Neste sentido, o entendimento do Ministro Francisco Campos, que assenta na Exposição de Motivos do Código de Processo Penal (item VII):

“O projeto abandonou radicalmente o sistema chamado de certeza legal. (...) O juiz deixará de ser um espectador inerte da produção de provas. Sua intervenção na atividade processual é permitida, não somente para dirigir a marcha penal e julgar a final, mas também para ordenar, de ofício, as provas que lhe parecem úteis ao esclarecimento da verdade. Enquanto não tiver averiguada a matéria da acusação ou da defesa, e houver uma fonte de prova ainda não explorada o juiz não deverá pronunciar o in dúbio pro réu ou o non liquet”.
Deste modo, fica em destaque, que a liberdade do Juiz diz respeito à análise das provas constantes dos autos, cabendo a ele buscar, fora deles, eventuais provas que entenda pertinentes.A imprescindibilidade do processo decorre da relevância da prova, uma vez que esta destina a assegurar a verdade. Todavia, no processo penal não se trata apenas da verdade formal, mas também da verdade material, real, que autoriza o juiz a deixar a posição de mero espectador da produção probatória para avançar na pesquisa histórica da verdade, independente da vontade das partes (Das provas penais, Bogotá, Temis, 1998, t.

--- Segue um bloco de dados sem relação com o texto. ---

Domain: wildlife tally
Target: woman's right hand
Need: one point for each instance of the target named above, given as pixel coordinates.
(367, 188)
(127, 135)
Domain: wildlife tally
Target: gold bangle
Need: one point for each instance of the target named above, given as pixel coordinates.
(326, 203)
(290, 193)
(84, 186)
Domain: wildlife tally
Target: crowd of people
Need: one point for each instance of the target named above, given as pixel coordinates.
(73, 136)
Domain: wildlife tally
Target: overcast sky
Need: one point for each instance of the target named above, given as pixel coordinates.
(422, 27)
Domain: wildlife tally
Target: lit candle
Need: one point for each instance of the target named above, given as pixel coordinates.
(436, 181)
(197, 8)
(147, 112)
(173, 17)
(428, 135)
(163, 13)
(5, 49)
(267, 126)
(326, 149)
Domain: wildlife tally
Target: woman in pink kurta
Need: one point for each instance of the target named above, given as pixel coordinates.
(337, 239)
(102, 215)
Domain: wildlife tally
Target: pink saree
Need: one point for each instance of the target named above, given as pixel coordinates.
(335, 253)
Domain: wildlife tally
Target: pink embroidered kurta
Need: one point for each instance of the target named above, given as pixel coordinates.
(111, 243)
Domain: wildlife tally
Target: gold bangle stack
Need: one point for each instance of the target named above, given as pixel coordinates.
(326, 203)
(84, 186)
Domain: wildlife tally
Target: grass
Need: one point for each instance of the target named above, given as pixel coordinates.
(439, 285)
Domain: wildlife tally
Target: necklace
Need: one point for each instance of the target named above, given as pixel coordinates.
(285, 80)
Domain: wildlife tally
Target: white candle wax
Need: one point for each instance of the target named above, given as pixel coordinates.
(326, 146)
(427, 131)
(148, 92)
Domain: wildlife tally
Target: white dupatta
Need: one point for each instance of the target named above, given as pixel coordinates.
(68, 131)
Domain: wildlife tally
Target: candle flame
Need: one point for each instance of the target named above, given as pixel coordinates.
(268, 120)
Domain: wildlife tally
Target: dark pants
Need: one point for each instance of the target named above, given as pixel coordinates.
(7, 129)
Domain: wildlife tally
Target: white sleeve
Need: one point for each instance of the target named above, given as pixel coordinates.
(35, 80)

I, p. 27-28).
Assim, apesar da ausência do Ministério Público em audiência, cabia ao magistrado em busca da verdade real perquirir as testemunhas presentes, deixando de fazê-lo, portando-se como mero expectador dos fatos que lhe eram apresentados, conforme se depreende pelo termo de assentada da testemunha IGOR DE SOUZA VIEIRA e AURELIANO GONÇALVES (fls. 95 e 96).
Tão pouco apresentou questionamentos suplementares a testemunha ALAN PEREIRA MARTINS (fls. 94), visando possíveis esclarecimentos do fato.Limitou-se, a abrir as Audiência de instrução e qualificar as testemunhas , deixando de indagá-las a respeito dos fatos de que tinham conhecimento, para posteriormente , em sentença, ditar a inocência do réu ante a falta de prova que ele mesmo, julgador, deixou de perquirir :-
“(...) Na presente situação, é bem verdade que a absolvição do acusado não representa pura e cristalina declaração da inocência (...)”. Trecho da sentença, às fls. 115/116.
Vislumbra-se, verdadeira afronta ao PRINCÍPIO DA VERDADE REAL, posto que é dever deste superar a iniciativa das partes na colheita do material probatório, esgotando todas as possibilidades para alcançar a verdade real dos fatos, como fundamento da sentença.Preconiza Fernando da Costa Tourinho Filho sobre o princípio da verdade real: “o ordenamento confere ao Juiz penal, mais que ao Juiz não penal, poderes para coletar dados que lhe possibilitem, numa análise histórico-crítica, restaurar aquele acontecimento pretérito que é o crime investigado”.
Uma das características mais marcantes do processo penal é a vigência de tal princípio, que sugere ao juiz criminal não se satisfazer com a mera verdade formal que lhe é exibida pelas partes, de maneira que deve buscar a verdade, independente ou para além da contribuição da acusação e da defesa.
Não se admite a posição de inércia no âmbito criminal. Portanto, deve o Magistrado procurar adequar sua decisão não somente à prova apresentada pelas partes, mas, além disso, suprindo eventual omissão dos interessados, pesquisar os fatos, aproximando-os o mais possível, da verdade material.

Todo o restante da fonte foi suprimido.